Occupancy: Stable Because Supply and Demand Are Rebalancing
Despite:
Continuous hotel room growth
Sustained Airbnb expansion
Flattening air capacity growth
Occupancy stabilizes between 75–76%, signaling:
A mature destination
A structurally balanced market
Less volatility—but more competition
What This Means for Hotels (2026–2028)
What No Longer Works
Chasing occupancy at any cost
Discounting to offset Airbnb
Over-reliance on OTAs
What Wins
ADR discipline
Direct booking ecosystems
Brand and PR-led demand
Experience-based differentiation
The New KPI Hierarchy
RevPAR quality
Channel cost efficiency
Demand capture effectiveness
Occupancy (as an outcome, not a target)
Strategic Takeaway
“As hotel supply continues to grow, Airbnb expansion slows, and air capacity plateaus, Cancún enters a mature competitive phase where profitability is determined by strategy—not demand.”

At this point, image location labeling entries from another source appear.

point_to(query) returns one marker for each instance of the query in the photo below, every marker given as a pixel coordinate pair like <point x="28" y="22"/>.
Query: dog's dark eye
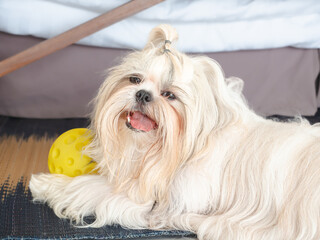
<point x="168" y="95"/>
<point x="135" y="80"/>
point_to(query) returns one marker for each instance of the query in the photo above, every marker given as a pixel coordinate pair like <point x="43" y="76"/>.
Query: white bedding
<point x="203" y="25"/>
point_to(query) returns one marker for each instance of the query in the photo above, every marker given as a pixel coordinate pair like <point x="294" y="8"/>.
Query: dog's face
<point x="156" y="111"/>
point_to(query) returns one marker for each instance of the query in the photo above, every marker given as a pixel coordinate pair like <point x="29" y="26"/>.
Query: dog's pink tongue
<point x="142" y="122"/>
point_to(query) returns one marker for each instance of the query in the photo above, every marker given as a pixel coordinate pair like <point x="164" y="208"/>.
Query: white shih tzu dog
<point x="178" y="148"/>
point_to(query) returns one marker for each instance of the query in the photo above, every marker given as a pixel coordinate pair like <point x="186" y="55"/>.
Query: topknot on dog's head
<point x="162" y="37"/>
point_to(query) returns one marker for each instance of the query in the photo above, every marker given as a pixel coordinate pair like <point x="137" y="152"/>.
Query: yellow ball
<point x="66" y="157"/>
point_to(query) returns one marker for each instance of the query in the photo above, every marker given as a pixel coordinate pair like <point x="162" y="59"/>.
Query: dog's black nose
<point x="143" y="96"/>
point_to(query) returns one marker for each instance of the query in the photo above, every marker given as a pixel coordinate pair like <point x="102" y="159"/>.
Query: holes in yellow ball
<point x="55" y="153"/>
<point x="52" y="168"/>
<point x="80" y="146"/>
<point x="59" y="170"/>
<point x="77" y="172"/>
<point x="70" y="161"/>
<point x="70" y="139"/>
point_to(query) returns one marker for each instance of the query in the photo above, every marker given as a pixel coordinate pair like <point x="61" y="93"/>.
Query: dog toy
<point x="66" y="157"/>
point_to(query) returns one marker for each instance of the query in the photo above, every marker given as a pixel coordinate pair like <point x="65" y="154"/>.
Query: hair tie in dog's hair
<point x="165" y="46"/>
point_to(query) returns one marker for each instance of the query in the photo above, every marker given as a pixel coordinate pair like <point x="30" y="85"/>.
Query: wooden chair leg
<point x="73" y="35"/>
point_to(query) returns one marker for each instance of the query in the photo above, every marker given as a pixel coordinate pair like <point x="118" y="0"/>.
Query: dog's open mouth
<point x="140" y="122"/>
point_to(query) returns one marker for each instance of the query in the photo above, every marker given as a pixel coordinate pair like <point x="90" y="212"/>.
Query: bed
<point x="273" y="46"/>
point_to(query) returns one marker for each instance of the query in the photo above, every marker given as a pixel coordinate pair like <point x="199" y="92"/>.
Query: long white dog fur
<point x="190" y="155"/>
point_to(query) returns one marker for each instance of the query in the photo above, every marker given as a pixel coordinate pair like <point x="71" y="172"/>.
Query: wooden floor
<point x="25" y="145"/>
<point x="19" y="157"/>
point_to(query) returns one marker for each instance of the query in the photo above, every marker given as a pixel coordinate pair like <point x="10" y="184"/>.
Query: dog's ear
<point x="227" y="93"/>
<point x="162" y="36"/>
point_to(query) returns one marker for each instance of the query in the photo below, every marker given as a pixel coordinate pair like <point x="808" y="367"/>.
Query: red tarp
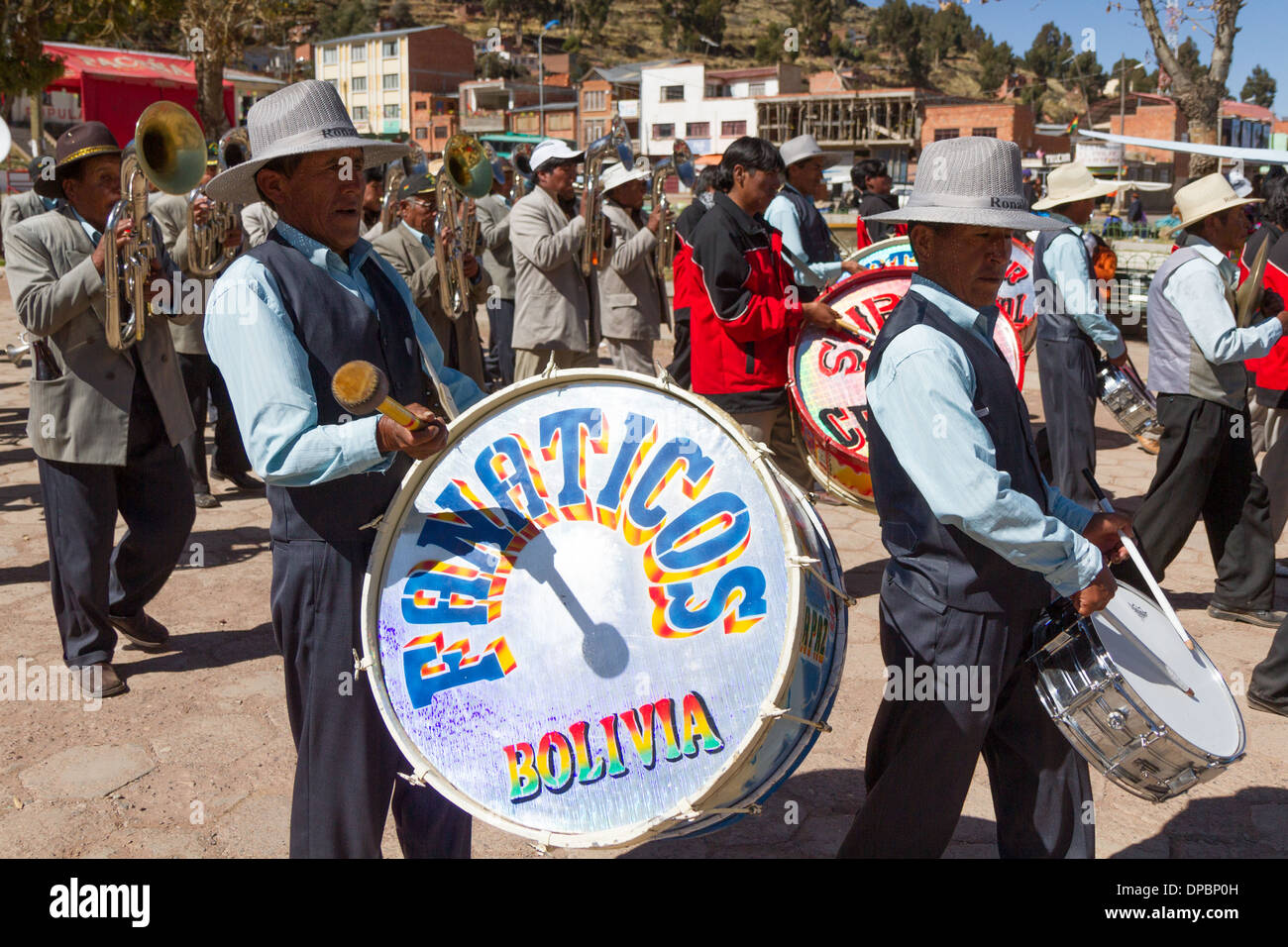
<point x="116" y="85"/>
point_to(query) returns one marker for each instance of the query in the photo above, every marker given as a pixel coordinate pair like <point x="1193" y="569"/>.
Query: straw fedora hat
<point x="1070" y="183"/>
<point x="970" y="180"/>
<point x="1207" y="196"/>
<point x="300" y="119"/>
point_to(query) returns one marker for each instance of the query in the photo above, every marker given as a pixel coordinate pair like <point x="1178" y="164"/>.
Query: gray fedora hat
<point x="300" y="119"/>
<point x="970" y="180"/>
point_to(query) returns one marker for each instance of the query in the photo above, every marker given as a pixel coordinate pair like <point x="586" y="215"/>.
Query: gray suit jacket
<point x="493" y="215"/>
<point x="630" y="295"/>
<point x="419" y="268"/>
<point x="553" y="302"/>
<point x="82" y="416"/>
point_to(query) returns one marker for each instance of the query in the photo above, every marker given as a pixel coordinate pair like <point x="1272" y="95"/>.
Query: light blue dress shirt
<point x="252" y="339"/>
<point x="1198" y="294"/>
<point x="1067" y="263"/>
<point x="922" y="397"/>
<point x="782" y="215"/>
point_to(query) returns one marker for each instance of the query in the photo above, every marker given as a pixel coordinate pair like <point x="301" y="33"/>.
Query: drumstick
<point x="1133" y="552"/>
<point x="362" y="388"/>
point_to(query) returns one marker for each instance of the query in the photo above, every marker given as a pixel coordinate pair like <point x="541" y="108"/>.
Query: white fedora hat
<point x="805" y="147"/>
<point x="300" y="119"/>
<point x="1073" y="182"/>
<point x="970" y="180"/>
<point x="1207" y="196"/>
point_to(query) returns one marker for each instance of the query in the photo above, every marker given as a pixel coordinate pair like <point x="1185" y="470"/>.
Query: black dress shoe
<point x="1262" y="617"/>
<point x="142" y="630"/>
<point x="241" y="480"/>
<point x="102" y="681"/>
<point x="1258" y="703"/>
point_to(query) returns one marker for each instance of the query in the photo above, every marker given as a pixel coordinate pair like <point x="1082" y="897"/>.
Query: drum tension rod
<point x="807" y="564"/>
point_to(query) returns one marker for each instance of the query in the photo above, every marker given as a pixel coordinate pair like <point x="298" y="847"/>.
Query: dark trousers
<point x="922" y="753"/>
<point x="347" y="762"/>
<point x="682" y="368"/>
<point x="1068" y="375"/>
<point x="89" y="579"/>
<point x="1206" y="467"/>
<point x="500" y="333"/>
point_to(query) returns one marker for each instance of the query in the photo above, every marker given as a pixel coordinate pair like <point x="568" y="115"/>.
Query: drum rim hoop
<point x="631" y="834"/>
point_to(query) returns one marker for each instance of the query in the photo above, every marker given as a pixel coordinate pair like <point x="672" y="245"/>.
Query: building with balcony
<point x="377" y="72"/>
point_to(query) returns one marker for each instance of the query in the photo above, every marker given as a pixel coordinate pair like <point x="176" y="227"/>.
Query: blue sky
<point x="1120" y="31"/>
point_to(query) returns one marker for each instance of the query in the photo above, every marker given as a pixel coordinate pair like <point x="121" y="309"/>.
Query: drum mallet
<point x="1133" y="552"/>
<point x="362" y="388"/>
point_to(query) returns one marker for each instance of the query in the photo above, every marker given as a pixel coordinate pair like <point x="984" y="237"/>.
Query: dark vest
<point x="938" y="564"/>
<point x="814" y="235"/>
<point x="335" y="326"/>
<point x="1055" y="324"/>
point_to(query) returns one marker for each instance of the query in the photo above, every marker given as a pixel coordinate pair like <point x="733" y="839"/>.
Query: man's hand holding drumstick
<point x="413" y="429"/>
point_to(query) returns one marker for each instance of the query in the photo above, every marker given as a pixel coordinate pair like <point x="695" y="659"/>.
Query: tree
<point x="1260" y="88"/>
<point x="1198" y="91"/>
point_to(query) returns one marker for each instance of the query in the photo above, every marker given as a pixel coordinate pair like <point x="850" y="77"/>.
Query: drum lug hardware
<point x="360" y="664"/>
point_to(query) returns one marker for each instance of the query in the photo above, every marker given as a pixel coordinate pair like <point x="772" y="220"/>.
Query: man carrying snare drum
<point x="977" y="539"/>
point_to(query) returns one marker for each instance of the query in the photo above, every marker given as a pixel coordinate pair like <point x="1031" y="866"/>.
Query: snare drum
<point x="600" y="615"/>
<point x="1111" y="684"/>
<point x="825" y="368"/>
<point x="1014" y="298"/>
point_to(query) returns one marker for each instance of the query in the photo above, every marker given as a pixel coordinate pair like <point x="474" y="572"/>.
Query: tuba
<point x="681" y="163"/>
<point x="465" y="175"/>
<point x="593" y="244"/>
<point x="170" y="151"/>
<point x="207" y="256"/>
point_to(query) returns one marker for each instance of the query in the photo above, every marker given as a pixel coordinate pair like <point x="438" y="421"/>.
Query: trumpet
<point x="681" y="163"/>
<point x="170" y="151"/>
<point x="465" y="175"/>
<point x="593" y="244"/>
<point x="207" y="256"/>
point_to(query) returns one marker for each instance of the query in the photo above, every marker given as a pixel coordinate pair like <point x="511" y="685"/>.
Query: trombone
<point x="465" y="175"/>
<point x="681" y="163"/>
<point x="170" y="151"/>
<point x="207" y="256"/>
<point x="593" y="244"/>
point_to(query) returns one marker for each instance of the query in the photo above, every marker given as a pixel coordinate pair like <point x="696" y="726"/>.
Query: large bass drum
<point x="825" y="369"/>
<point x="1014" y="298"/>
<point x="601" y="615"/>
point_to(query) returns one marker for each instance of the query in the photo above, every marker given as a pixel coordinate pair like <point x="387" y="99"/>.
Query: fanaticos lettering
<point x="562" y="757"/>
<point x="477" y="543"/>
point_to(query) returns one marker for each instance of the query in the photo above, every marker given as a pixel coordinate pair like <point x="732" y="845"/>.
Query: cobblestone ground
<point x="197" y="759"/>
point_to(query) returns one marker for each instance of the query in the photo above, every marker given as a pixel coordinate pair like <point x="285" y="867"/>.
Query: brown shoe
<point x="102" y="681"/>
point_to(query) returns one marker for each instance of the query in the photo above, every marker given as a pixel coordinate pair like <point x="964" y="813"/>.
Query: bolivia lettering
<point x="477" y="541"/>
<point x="561" y="757"/>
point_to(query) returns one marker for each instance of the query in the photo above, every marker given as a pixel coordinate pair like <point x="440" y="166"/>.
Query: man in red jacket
<point x="745" y="326"/>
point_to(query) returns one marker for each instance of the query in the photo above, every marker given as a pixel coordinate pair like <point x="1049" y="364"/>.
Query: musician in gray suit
<point x="106" y="425"/>
<point x="554" y="307"/>
<point x="493" y="217"/>
<point x="410" y="250"/>
<point x="632" y="296"/>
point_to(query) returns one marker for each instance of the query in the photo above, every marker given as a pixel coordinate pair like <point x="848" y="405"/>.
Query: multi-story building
<point x="377" y="72"/>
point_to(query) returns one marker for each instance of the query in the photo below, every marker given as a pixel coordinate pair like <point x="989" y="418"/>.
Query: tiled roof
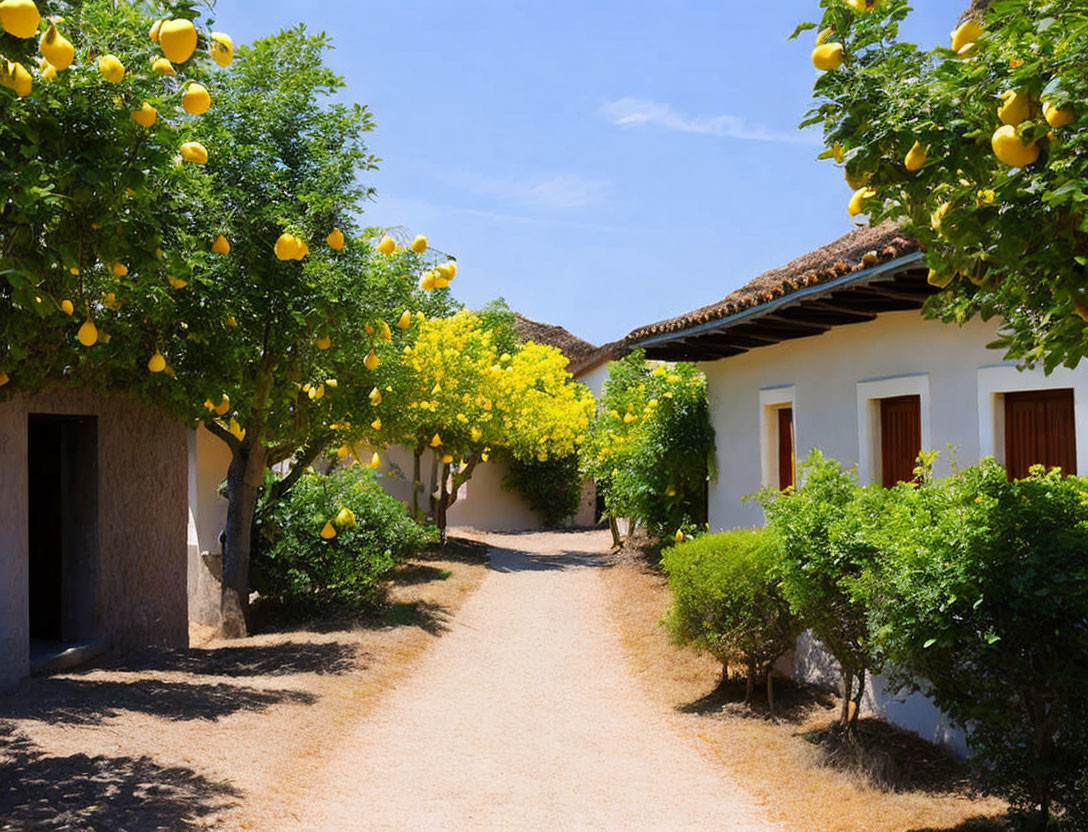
<point x="861" y="248"/>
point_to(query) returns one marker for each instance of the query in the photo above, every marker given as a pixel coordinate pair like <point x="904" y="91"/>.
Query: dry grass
<point x="773" y="760"/>
<point x="224" y="735"/>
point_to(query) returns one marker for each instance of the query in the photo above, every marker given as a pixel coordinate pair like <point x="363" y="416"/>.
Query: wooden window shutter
<point x="786" y="463"/>
<point x="900" y="438"/>
<point x="1040" y="430"/>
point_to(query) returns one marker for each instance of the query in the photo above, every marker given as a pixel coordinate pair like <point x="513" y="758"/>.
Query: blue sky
<point x="600" y="164"/>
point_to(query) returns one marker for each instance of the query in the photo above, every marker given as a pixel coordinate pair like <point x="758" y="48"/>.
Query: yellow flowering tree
<point x="468" y="390"/>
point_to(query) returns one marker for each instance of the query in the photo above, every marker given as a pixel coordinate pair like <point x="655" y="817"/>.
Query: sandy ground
<point x="523" y="717"/>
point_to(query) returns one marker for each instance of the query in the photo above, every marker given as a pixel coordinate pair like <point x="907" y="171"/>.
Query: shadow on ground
<point x="793" y="703"/>
<point x="102" y="793"/>
<point x="287" y="658"/>
<point x="514" y="560"/>
<point x="86" y="702"/>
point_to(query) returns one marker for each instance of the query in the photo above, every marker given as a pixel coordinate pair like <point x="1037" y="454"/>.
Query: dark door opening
<point x="62" y="489"/>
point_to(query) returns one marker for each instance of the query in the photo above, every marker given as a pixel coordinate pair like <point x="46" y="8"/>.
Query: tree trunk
<point x="848" y="694"/>
<point x="244" y="480"/>
<point x="443" y="505"/>
<point x="614" y="528"/>
<point x="416" y="482"/>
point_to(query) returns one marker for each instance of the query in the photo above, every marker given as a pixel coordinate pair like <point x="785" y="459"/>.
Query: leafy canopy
<point x="1008" y="241"/>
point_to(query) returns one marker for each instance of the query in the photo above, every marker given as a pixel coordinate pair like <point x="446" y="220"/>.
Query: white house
<point x="830" y="351"/>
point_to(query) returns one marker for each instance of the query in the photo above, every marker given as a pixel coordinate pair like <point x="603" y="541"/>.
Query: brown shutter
<point x="784" y="448"/>
<point x="1040" y="430"/>
<point x="900" y="438"/>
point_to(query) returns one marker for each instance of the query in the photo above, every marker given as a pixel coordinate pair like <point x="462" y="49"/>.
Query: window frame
<point x="869" y="394"/>
<point x="773" y="399"/>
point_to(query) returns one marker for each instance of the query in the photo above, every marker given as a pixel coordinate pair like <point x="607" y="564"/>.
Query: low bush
<point x="294" y="561"/>
<point x="980" y="600"/>
<point x="727" y="601"/>
<point x="553" y="488"/>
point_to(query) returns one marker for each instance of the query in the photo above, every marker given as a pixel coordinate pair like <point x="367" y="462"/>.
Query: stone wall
<point x="140" y="594"/>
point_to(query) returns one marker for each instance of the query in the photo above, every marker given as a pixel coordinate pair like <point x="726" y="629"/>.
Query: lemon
<point x="915" y="158"/>
<point x="57" y="49"/>
<point x="936" y="280"/>
<point x="966" y="34"/>
<point x="194" y="151"/>
<point x="222" y="48"/>
<point x="16" y="77"/>
<point x="1015" y="108"/>
<point x="860" y="196"/>
<point x="88" y="334"/>
<point x="286" y="246"/>
<point x="1058" y="118"/>
<point x="146" y="115"/>
<point x="111" y="69"/>
<point x="20" y="17"/>
<point x="828" y="57"/>
<point x="236" y="430"/>
<point x="196" y="99"/>
<point x="177" y="39"/>
<point x="1010" y="150"/>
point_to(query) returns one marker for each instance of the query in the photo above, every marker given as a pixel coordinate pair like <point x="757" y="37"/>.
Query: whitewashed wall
<point x="830" y="380"/>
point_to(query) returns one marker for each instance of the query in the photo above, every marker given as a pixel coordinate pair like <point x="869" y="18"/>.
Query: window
<point x="900" y="438"/>
<point x="1040" y="430"/>
<point x="787" y="463"/>
<point x="777" y="437"/>
<point x="1027" y="418"/>
<point x="893" y="426"/>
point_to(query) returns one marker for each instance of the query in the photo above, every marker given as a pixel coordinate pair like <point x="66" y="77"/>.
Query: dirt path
<point x="523" y="717"/>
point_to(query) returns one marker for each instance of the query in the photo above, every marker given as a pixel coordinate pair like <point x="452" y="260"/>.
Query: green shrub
<point x="294" y="562"/>
<point x="826" y="555"/>
<point x="552" y="488"/>
<point x="980" y="600"/>
<point x="727" y="600"/>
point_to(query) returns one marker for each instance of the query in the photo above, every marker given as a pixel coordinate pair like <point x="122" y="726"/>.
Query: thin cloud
<point x="639" y="112"/>
<point x="557" y="193"/>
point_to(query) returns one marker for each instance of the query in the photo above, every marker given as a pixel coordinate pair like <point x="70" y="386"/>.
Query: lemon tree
<point x="288" y="311"/>
<point x="470" y="390"/>
<point x="979" y="149"/>
<point x="651" y="450"/>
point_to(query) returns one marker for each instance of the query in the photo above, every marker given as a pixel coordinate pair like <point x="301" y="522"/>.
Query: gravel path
<point x="524" y="717"/>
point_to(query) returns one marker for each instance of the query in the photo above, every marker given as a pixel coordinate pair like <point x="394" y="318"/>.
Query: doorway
<point x="62" y="491"/>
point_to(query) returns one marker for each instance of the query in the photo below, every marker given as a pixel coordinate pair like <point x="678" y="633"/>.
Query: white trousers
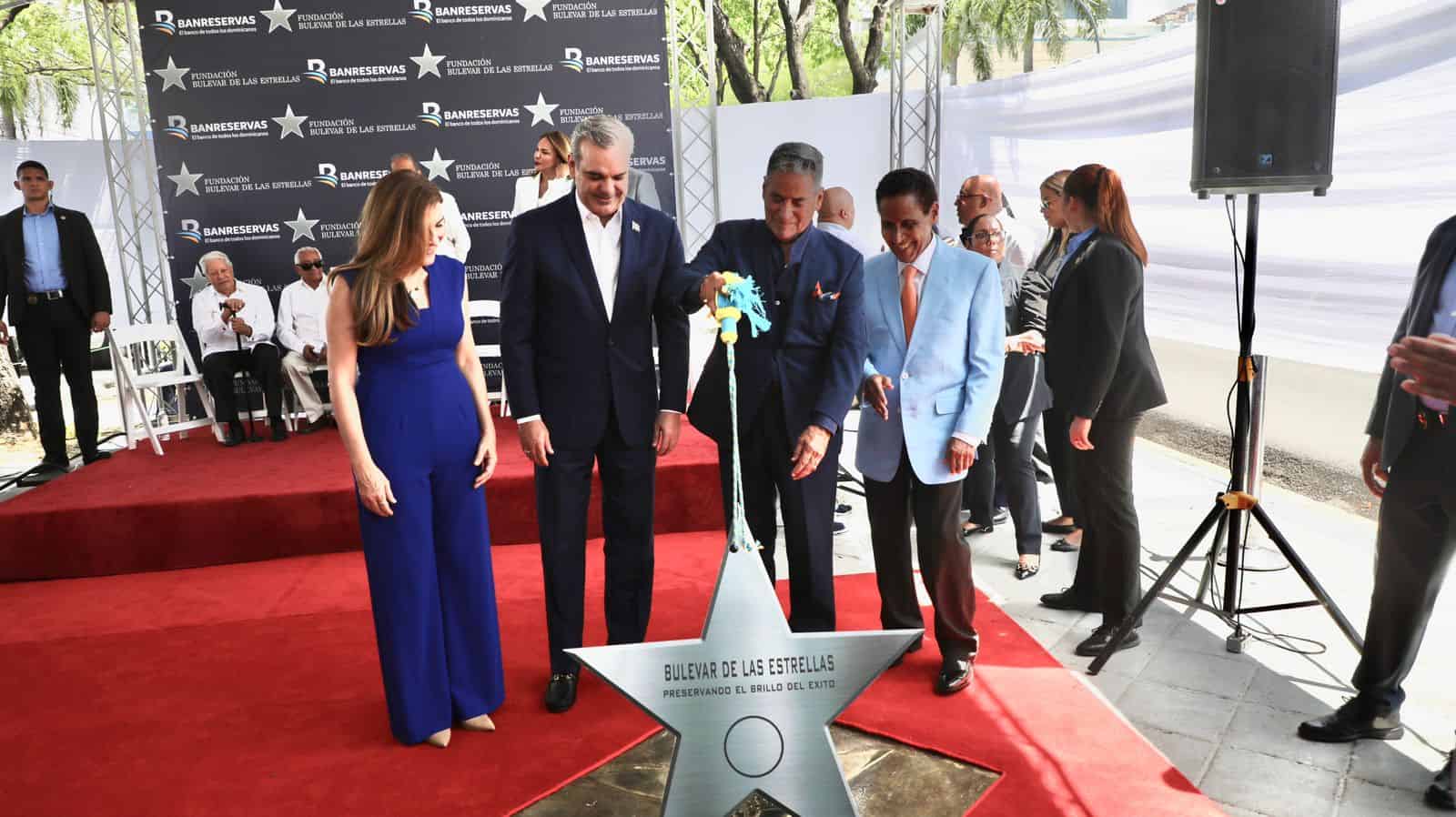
<point x="298" y="376"/>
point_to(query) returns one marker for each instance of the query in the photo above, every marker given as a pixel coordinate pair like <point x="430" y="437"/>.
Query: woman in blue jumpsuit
<point x="411" y="404"/>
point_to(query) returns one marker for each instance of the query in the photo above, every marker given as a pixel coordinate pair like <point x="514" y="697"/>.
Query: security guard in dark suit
<point x="55" y="280"/>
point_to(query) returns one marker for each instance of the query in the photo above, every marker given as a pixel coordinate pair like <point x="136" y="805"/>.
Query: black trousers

Hotels will not lose because rooms are empty.They will lose because margins are mismanaged.
Final Message for Owners & Investors
Hotel rooms keep growing—year after year
Airbnb keeps expanding—but at a slower pace
Air demand stabilizes at high levels
Occupancy remains healthy
Margin protection becomes the defining success factor
Cancún is no longer a growth story.It is a performance and discipline story.